Professional portrait photographers may favour top-money lenses such as the Canon EF 85mm f/1.2 or Nikon 85mm f/1.4G. But for those of us who don't want to use this type of lens on a daily, money-earning basis, the respective prices of £1,700/US$2,000/AU$2,300 and £1,200/US$1,450/AU$1,800 put them beyond sensible reach.

At the other end of the scale, lenses such as the Canon EF 50mm f/1.8 cost a mere £80/US$120/AU$130, but come up short in terms of features, performance and build quality. Thankfully, there's plenty of choice to be had in the middle ground, with a range of prime (fixed length) lenses that are affordable but capable. So what makes a good portrait lens?

The first thing to consider is focal length. If you're using a camera with an APS-C format image sensor, a 50mm lens will give an effective focal length of around 75mm to 80mm. This is very close to the 85mm focal length that's considered ideal for portraiture. It enables half-length portraits to be taken from a comfortable distance of around 3m, so you can direct your subject without crowding in and making them feel awkward.

Best portrait lenses: 8 tested

Use an 85mm lens on an APS-C camera, and you'll be able to take head-and-shoulders portraits from about the same distance. One particular advantage of using an 85mm lens for portraiture is that the short telephoto focal length has the effect of slightly compressing any prominent facial features (think noses and chins) for a bit of added flattery.

Generally, prime lenses offer superior image quality to zoom lenses, which makes the optics on test instantly appealing. Their killer feature, however, is a wide maximum aperture that's usually between f/1.4 and f/1.8. This enables a tight depth of field, so you can blur fussy backgrounds and make the person you're shooting really stand out in an image.

The lens's 'bokeh' is all-important. This is the quality of defocused areas within the image, and the aim is to produce a smooth and creamy-looking blur effect. When shooting at anything other than a wide-open aperture, one thing that helps with this is for the lens to feature a well-rounded diaphragm.

Best portrait lenses: 8 tested

Wider apertures also help if you're taking indoor or twilight portraits and you want to make the most of ambient lighting effects without using flash. The key benefit is that you can use faster shutter speeds to enable handheld shooting, as well as freezing any slight movement in the person you're photographing, without having to greatly increase your camera's sensitivity (ISO) setting.

That said, boosting the ISO is less of an issue than it was just a few years ago, since most current cameras offer very good image quality at high sensitivity settings.

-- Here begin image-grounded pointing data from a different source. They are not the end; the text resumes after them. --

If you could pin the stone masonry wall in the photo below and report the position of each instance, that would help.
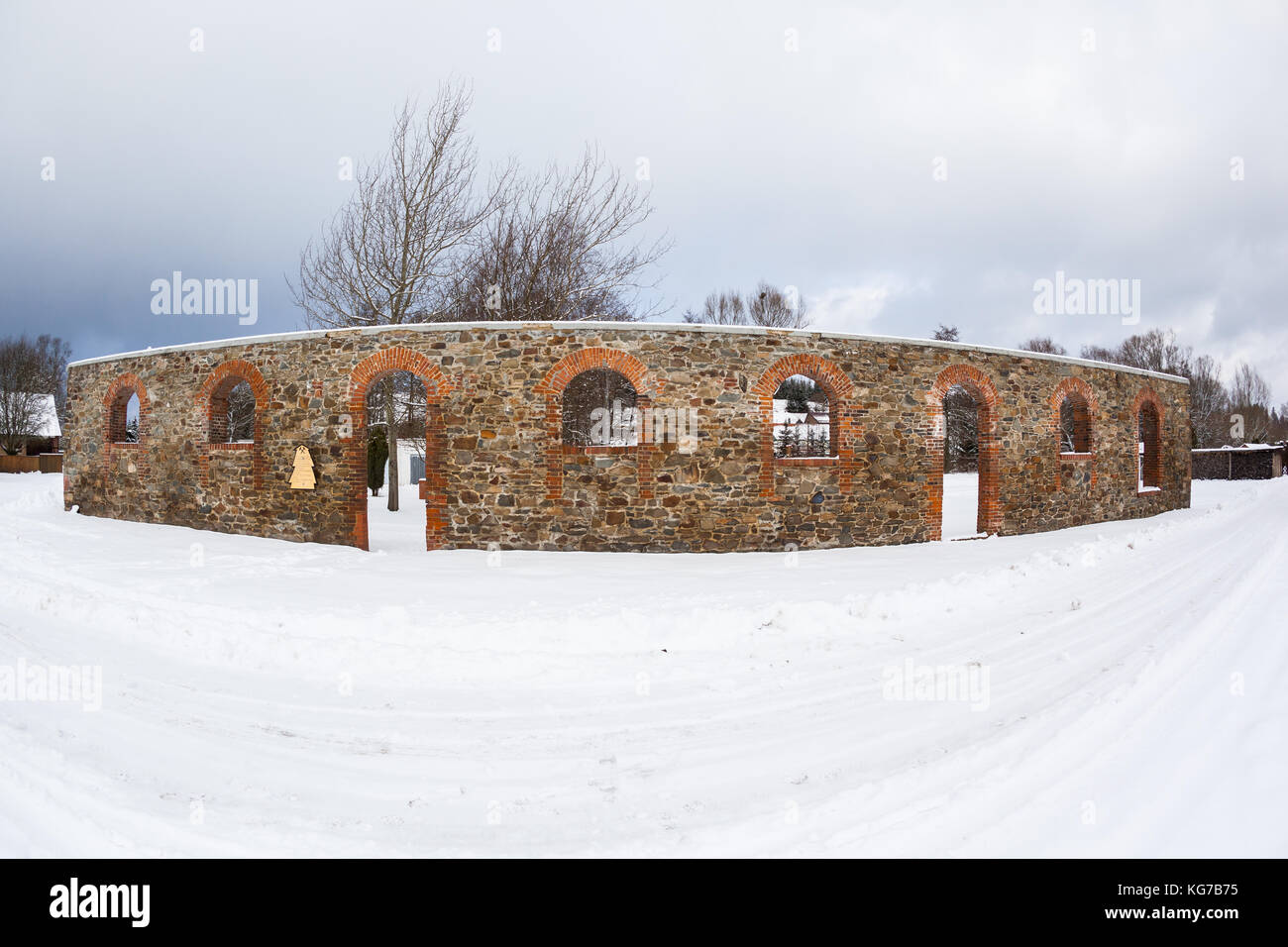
(497, 472)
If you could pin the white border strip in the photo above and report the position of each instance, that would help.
(621, 326)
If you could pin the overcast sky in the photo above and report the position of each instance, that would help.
(901, 163)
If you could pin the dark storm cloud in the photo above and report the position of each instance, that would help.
(902, 165)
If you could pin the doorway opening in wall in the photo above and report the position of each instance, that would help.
(395, 463)
(961, 466)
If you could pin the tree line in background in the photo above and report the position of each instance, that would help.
(30, 369)
(1222, 412)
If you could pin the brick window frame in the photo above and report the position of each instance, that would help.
(1086, 416)
(553, 385)
(988, 517)
(840, 406)
(213, 406)
(1151, 462)
(115, 405)
(433, 491)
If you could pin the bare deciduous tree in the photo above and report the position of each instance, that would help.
(1249, 397)
(30, 369)
(1210, 408)
(391, 252)
(561, 245)
(767, 305)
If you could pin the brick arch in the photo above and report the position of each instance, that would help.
(115, 402)
(213, 403)
(825, 372)
(840, 406)
(1080, 388)
(597, 357)
(1151, 464)
(434, 489)
(553, 385)
(990, 512)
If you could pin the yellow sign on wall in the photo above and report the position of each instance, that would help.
(301, 476)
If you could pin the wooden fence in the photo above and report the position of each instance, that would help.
(43, 463)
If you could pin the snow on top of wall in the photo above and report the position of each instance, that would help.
(1244, 447)
(590, 325)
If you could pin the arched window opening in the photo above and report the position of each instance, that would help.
(803, 423)
(599, 410)
(232, 412)
(961, 431)
(397, 403)
(961, 505)
(1149, 449)
(1074, 424)
(125, 421)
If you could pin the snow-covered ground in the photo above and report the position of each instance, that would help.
(1125, 693)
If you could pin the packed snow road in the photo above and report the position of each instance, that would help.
(1104, 690)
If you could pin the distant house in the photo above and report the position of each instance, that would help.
(46, 433)
(1245, 463)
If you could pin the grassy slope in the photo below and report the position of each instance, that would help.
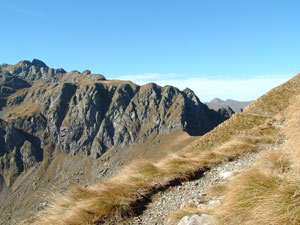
(268, 193)
(121, 197)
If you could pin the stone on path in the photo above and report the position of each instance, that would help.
(195, 219)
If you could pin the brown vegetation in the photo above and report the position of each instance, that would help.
(267, 194)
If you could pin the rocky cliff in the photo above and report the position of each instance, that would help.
(45, 111)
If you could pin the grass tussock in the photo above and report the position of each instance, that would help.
(124, 195)
(188, 210)
(269, 193)
(121, 197)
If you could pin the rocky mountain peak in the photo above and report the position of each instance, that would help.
(46, 113)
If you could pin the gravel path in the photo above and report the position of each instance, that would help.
(173, 198)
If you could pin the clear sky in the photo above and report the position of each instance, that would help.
(229, 49)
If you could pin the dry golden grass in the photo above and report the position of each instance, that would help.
(120, 198)
(269, 193)
(264, 195)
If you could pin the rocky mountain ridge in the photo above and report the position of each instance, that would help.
(45, 111)
(235, 106)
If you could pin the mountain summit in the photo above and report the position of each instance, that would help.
(50, 117)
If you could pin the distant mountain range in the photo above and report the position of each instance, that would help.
(236, 106)
(54, 124)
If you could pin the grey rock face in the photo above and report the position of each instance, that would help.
(86, 115)
(18, 151)
(196, 220)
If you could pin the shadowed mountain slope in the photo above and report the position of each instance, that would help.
(261, 124)
(236, 106)
(55, 124)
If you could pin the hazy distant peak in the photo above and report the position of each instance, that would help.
(217, 100)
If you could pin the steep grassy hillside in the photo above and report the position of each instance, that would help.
(124, 195)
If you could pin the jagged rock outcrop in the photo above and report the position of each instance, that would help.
(18, 151)
(47, 116)
(86, 115)
(236, 106)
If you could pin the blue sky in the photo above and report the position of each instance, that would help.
(249, 45)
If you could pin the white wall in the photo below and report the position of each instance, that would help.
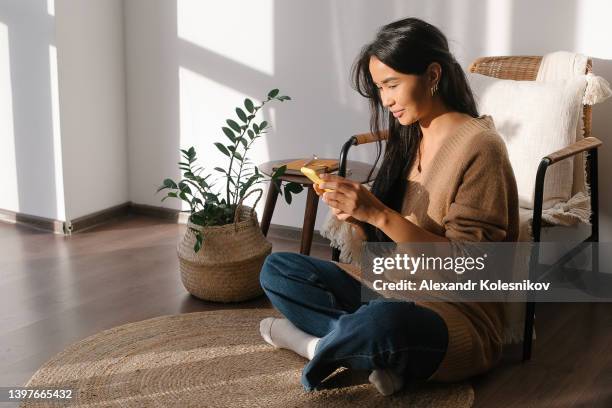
(30, 176)
(92, 104)
(189, 64)
(63, 144)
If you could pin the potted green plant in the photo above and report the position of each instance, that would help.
(223, 248)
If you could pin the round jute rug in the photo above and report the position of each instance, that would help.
(213, 359)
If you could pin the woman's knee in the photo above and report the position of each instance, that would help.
(401, 320)
(275, 267)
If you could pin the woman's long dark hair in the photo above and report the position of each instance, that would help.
(408, 46)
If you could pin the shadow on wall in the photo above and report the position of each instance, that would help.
(30, 177)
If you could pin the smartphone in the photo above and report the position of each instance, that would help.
(313, 176)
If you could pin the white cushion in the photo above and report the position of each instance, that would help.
(535, 119)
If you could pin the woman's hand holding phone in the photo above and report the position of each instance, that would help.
(350, 200)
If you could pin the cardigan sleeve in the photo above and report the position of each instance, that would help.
(486, 199)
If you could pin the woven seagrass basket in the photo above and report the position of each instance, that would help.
(226, 269)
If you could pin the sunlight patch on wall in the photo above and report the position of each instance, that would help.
(242, 31)
(204, 107)
(593, 28)
(51, 7)
(57, 142)
(9, 197)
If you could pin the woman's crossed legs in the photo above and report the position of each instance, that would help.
(328, 323)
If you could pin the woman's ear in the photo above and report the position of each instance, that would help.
(434, 73)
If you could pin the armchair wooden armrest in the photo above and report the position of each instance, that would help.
(580, 146)
(369, 137)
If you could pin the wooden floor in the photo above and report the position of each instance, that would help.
(56, 290)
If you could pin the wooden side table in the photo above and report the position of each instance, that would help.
(358, 172)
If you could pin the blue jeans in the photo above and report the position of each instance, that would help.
(321, 299)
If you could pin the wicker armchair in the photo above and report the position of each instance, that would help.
(525, 68)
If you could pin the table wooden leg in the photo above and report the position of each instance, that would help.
(310, 215)
(269, 208)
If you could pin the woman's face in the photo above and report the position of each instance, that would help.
(405, 95)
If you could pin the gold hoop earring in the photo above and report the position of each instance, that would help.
(434, 89)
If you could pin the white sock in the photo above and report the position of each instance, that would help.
(282, 333)
(386, 381)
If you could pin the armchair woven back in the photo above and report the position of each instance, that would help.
(523, 68)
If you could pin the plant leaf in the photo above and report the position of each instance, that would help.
(228, 132)
(233, 125)
(169, 183)
(249, 105)
(222, 149)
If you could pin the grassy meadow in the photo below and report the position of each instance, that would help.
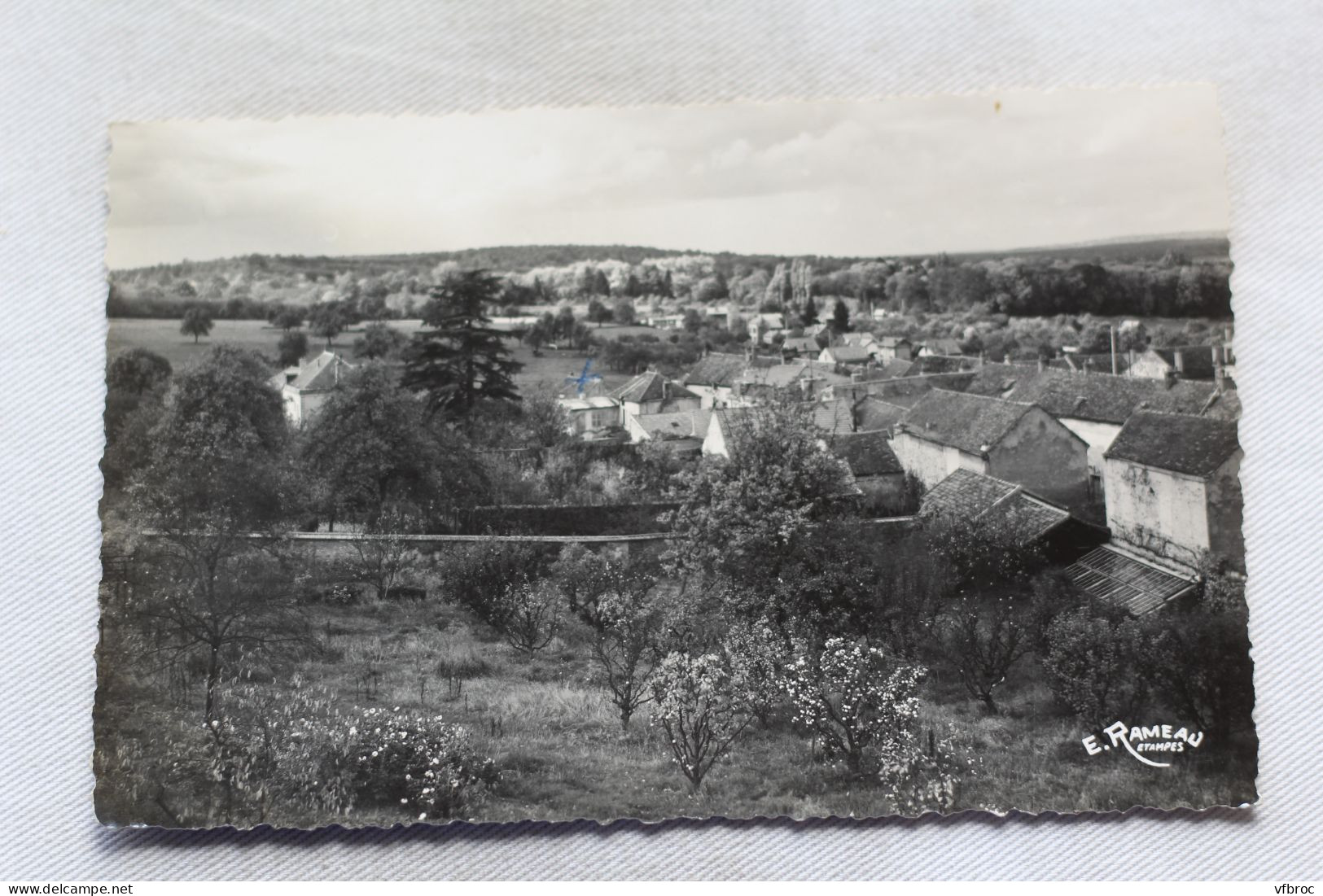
(163, 337)
(563, 754)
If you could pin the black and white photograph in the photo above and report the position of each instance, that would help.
(842, 459)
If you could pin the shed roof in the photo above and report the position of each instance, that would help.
(1195, 446)
(720, 369)
(872, 414)
(675, 425)
(867, 453)
(650, 386)
(1101, 398)
(1126, 580)
(966, 495)
(834, 415)
(961, 421)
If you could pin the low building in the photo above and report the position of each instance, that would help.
(715, 377)
(895, 347)
(1010, 440)
(846, 355)
(808, 378)
(306, 387)
(800, 347)
(651, 393)
(1174, 488)
(874, 468)
(590, 417)
(970, 496)
(874, 414)
(940, 347)
(670, 426)
(1093, 406)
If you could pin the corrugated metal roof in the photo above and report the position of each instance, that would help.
(1126, 580)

At their widest available apertures, very fast lenses often suffer from a significant drop in image sharpness. That's not always a bad thing, since it can give a soft, dreamy look to portraits. It's a good anti-wrinkle feature, for reducing the signs of premature ageing. The only real downside is that the eyes may not be as sharp as you'd like them. You may also need to use a Neutral Density filter in bright lighting conditions, to avoid exceeding your camera's fastest shutter speed.

Best portrait lenses: 8 tested

Portrait lenses aren't just about large apertures. So-called environmental portraits are perennially popular, featuring people in their home or working environment.

When shooting, say, a craftsman in his workshop, you may want to use a small aperture to give a larger depth of field, giving clarity to the surroundings. Sharpness at small apertures can therefore also be an important consideration. As always, maximum sharpness is usually achieved at mid-range aperture settings of around f/8.

Medium apertures are useful when using studio flash lighting as well as for general portraiture. Bear in mind that if you use a very wide aperture for a head-and-shoulders portrait, the person's ears may be slightly defocused when you're focusing on their eyes.

Best portrait lenses: 8 tested

In most portraiture, sharpness is crucial in the central region of the frame. It's a frequently used composition trick to have the person off-centre in a portrait image but, even so, sharpness at the extreme edges and corners is usually unimportant. The exception is when taking group portraits, where people on the periphery may be quite close to the corners of the frame.

It's tempting to use a wide-angle lens for group shots, for the sake of convenience, but the problem with this is that the people near the sides of the image will end up with stretched heads. It's much better practice to stand further back if possible, and to use a lens with a more standard focal length.

Fast autofocus isn't as crucial as it is for action sports or wildlife photography, but it can still be a factor. Nobody wants to miss a fleeting expression or classic moment because they're waiting for autofocus to crawl into place. Quietness of autofocus is also a bonus for shooting candid portraiture.